Sozialexperten bezweifeln jedoch, dass 850 Schlafplätze ausreichen werden. Darüber hinaus wurden die Kapazitäten in den Dauerunterkünften aufgrund der angespannten Lage bei der Unterbringung der Flüchtlinge reduziert. Schon jetzt sind Obdachloseneinrichtungen wie das Pik As hoffnungslos überfüllt. Wie prekär die Lage ist, bringt Diakoniesprecher Steffen Becker so auf den Punkt: „Zwar sollen Notlagen nicht gegeneinander ausgespielt werden.

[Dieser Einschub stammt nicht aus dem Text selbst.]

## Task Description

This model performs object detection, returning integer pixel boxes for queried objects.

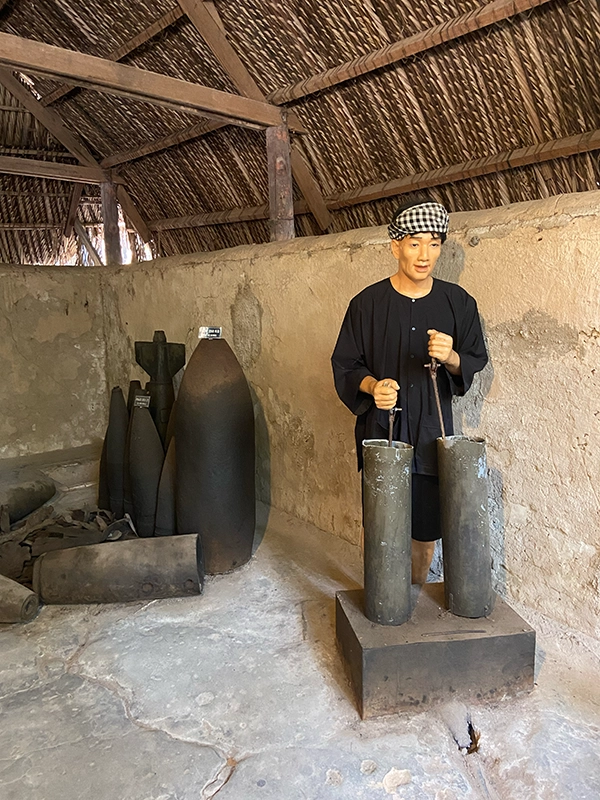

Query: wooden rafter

Aber es ist faktisch so, dass die bezirklichen Fachstellen für Wohnungsnotfälle in der jetzigen Situation kaum noch Obdachlose unterbringen können.“

Andreas Bischke, Leiter der Tagesaufenthaltsstätte Herz As, nennt ein praktisches Beispiel für die Überlastung der Hilfseinrichtungen: „Es gibt in Hamburg nur 20 Duschen für alle Wohnungslosen. Statistisch gesehen müssen zurzeit Obdachlose drei Wochen warten, um wieder warm duschen zu können.“

Derweil bezweifelt die CDU-Fraktion, ob das aufgelegte Winternotprogramm wirklich effizient ist. „Die vom Senat angekündigte Einrichtung von 850 Plätzen reicht gerade einmal knapp dafür aus, um wieder auf die Zahl vom letzten Jahr zu kommen“, kritisiert Franziska Grunwaldt, sozialpolitische Sprecherin der CDU-Bürgerschaftsfraktion. Aber nicht einmal das sei klar. „Bei rund 100 angekündigten Plätzen ist noch gar nicht sicher, ob sie überhaupt gebaut werden.“

Im letzten Winternotprogramm 2014/15 war der Bedarf an Schlafplätzen trotz des milden Winters sehr hoch. So benötigten beispielsweise am Stichtag 5. März 941 Obdachlose einen Übernachtungsplatz. Zur Verfügung standen aber nur 926 Plätze. Mit 850 Plätzen käme man da im kommenden Winter nicht weit. Wohlfahrtsverbände und Politiker warnen angesichts dieser Lage ausdrücklich davor, die Interessen von Obdachlosen und Flüchtlingen gegeneinander auszuspielen. „In der Haushaltspolitik darf es keine Kürzungen und Verschiebungen in anderen sozialen Bereichen geben, die ein Nährboden für das Ausspielen von Flüchtlingen und Obdachlosen bieten würden“, sagt Cansu Özdemir, Vorsitzende der Linksfraktion in der Bürgerschaft. Die Defizite im Bereich der Obdachlosigkeit müssten vielmehr durch eine „massive Erhöhung der Ressourcen“ beseitigt werden. Dass beide Gruppen unterstützt werden müssten, betont auch die CDU-Parlamentarierin Grunwaldt: „Flüchtlinge und Obdachlose werden dann nicht gegeneinander ausgespielt, wenn beide Gruppen bestmöglich untergebracht und ihnen gleichermaßen auf ihre Bedürfnisse zugeschnittene Hilfestellungen zuteilwerden.“

Seit Langem herrscht in Hamburg allerdings Mangel an bezahlbarem Wohnraum. Die Diakonie hat den Senat deshalb aufgefordert, die Situation der Obdachlosen und Wohnungslosen stärker in den Blick zu nehmen. Das städtische Wohnungsunternehmen Saga GWG solle künftig deutlich mehr Wohnungslose versorgen, sagt Diakonie-Landespastor Dirk Ahrens. Freie Wohlfahrtspflege und Diakonie fordern deshalb: Jede zweite Neuvermietung von Saga GWG müsse an vordringlich Wohnungsuchende gehen.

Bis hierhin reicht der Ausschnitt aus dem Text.